Ça y est, tout le monde est là ? Surtout lâchez-vous, j’écoute. J’adore surprendre la ritournelle de vos retrouvailles. Vos derniers potins m’en disent bien plus sur vos petites vies, vos manies, vos secrets mesquins, vos travers inavouables que si j’allais vous attraper par le col et vous soumettre à la question. Vous vous exposez sans vous douter une seule seconde que tous les détails y compris les plus anodins, sont enregistrés, mémorisés, classés. Je saurai m’en servir à l’instant propice. Pas besoin d’un ordinateur pour me tenir lieu de cerveau, je ne manque pas encore de mémoire. J’entends l’opacité de vos silences, je remplis les blancs laissés par les points de suspension de vos phrases avortées, je lis en vous comme dans un livre ouvert. J’écoute et j’apprends.
C’est le fruit d’une longue expérience. Mon expérience. Et elle m’est, là, indispensable. Sans elle, je perds tout pouvoir. Avec elle, je suis là où l’on ne m’attend pas. C’est le jeu, et c’est moi qui en fixe les règles.
Dans la douce chaleur du soleil qui me caresse la nuque, les premières notes s’élèvent, un peu discordantes, légèrement grinçantes, échauffements indispensables. Je peux relâcher mon attention. Dans les minutes à venir, je ne tirerai rien de leur présence, aucun renseignement utile ne sortira des partitions qu’ils vont s’exercer à déchiffrer et à interpréter. Personne ne prêtera attention à ce bonhomme nonchalant sommeillant dans un coin légèrement ombragé. J’en rajoute un peu, le journal du jour plié sur les genoux, la pipe à la main, la veste en tweed et le pantalon de velours prêts à se fondre dans le décor. Un pépère qui prend l’air. Je me laisse aller à les écouter jouer, mêlant à leurs variations la symphonie mouvante de ce qui nous entoure. Parfois viennent s’infiltrer des chutes de dialogues, petits morceaux sans début ni fin, bruitages incohérents portés par le vent. Celui-ci n’apporte pas que les sons d’ailleurs, il contribue à l’importation de fumets d’origines plus ou moins douteuses qui m’agressent les narines!
Comme le remugle de corps mal entretenu et l’haleine avinée du clochard qui passe en tirant un objet que je ne peux identifier. L’air s’y engouffre et produit de brefs claquements de cerf-volant.

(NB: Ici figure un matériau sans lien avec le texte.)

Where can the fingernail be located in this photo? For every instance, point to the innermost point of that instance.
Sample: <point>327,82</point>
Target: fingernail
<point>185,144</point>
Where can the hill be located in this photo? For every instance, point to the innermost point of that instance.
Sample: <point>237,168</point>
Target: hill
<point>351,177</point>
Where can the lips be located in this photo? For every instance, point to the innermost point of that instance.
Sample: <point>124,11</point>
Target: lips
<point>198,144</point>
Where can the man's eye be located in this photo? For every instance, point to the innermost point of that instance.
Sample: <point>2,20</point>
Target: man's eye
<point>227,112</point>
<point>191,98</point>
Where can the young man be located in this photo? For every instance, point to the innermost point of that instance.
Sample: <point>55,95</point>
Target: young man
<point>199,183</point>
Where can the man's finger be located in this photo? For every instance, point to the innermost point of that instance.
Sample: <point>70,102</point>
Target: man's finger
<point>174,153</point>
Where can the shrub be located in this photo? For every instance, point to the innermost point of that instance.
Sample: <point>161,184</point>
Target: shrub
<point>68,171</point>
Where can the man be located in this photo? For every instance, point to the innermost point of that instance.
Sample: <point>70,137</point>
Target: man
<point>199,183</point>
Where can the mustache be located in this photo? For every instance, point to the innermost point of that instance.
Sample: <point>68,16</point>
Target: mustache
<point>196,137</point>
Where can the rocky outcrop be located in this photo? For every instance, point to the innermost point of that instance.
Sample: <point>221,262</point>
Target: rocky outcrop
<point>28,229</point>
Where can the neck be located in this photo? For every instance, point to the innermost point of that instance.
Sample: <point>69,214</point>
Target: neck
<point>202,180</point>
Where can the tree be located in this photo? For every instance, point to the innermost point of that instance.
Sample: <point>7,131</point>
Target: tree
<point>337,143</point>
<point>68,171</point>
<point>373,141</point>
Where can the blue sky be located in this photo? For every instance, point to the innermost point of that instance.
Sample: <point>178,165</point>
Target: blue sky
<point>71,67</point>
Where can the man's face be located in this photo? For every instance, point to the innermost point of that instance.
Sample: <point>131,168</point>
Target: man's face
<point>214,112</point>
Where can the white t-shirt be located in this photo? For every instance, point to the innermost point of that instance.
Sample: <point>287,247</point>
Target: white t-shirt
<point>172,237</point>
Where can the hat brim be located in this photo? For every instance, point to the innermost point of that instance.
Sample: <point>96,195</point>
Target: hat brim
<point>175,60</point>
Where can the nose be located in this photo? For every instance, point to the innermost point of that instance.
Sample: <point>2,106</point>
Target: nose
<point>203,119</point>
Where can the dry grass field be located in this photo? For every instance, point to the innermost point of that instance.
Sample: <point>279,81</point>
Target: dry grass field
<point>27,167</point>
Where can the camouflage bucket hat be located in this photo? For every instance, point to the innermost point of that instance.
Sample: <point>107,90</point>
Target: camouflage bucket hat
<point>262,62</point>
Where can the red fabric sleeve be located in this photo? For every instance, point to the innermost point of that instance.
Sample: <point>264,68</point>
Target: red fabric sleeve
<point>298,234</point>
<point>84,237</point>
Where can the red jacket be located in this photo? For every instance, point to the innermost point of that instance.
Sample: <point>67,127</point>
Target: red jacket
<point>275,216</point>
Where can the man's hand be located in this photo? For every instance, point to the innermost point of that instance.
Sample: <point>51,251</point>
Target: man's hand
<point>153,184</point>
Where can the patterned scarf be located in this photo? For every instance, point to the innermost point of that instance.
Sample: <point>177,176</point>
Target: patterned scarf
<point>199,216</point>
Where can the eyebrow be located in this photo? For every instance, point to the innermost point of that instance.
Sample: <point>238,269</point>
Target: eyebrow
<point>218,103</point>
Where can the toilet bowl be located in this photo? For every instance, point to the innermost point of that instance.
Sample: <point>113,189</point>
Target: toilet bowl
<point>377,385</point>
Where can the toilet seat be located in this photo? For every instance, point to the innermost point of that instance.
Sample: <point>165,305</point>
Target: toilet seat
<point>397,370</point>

Ce qui me fait sursauter et, brutalement, me ramène à l’instant présent. A la tâche en cours.
Je n’ai pas déterminé mes victimes au hasard, c’est le fruit d’une enquête longue et minutieuse, de déplacements pénibles dans les méandres de la ville. Si j’avais dû m’en remettre aux aléas du sort, je me serais arrêté sur ce pauvre hère traînant la savate et bredouillant de façon inintelligible, même pour une oreille aussi fine et exercée que la mienne. Celui-ci n’aurait sûrement offert aucune résistance, trop heureux d’être enfin débarrassé d’une vie dont l’avenir s’inscrit en lettres de plomb.
Mais celui-ci, justement, ne rentre pas dans ma logique. Mon projet est nettement plus ambitieux, plus personnel, un raisonnement absolument novateur. Panache et envergure.
La cible, c’est eux. Personne d’autre. Ils représentent un équilibre parfait entre éléments masculins et féminins. C’est d’une importance capitale. Nul ne pourra me soupçonner d’avoir un compte à régler avec l’un ou l’autre sexe. Ils viennent de partout et de nulle part. Comment leurs chemins ont-ils bien pu se croiser pour les amener à réunir ainsi les cordes et vents de leurs instruments, c’est un mystère. L’enquêteur le plus assidu et le plus fouineur n’en trouvera pas plus que moi. Leur domiciliation dans cette ville qui joue entre terre et mer, leur passion pour une musique qui ne soit pas celle de la bise sifflant dans les avenues rectilignes de Perret, et l’envie de la partager de façon informelle quelques heures sont leurs seuls points communs. Absolument impossible de remonter jusqu’à moi. Je les ai parasité à leur insu.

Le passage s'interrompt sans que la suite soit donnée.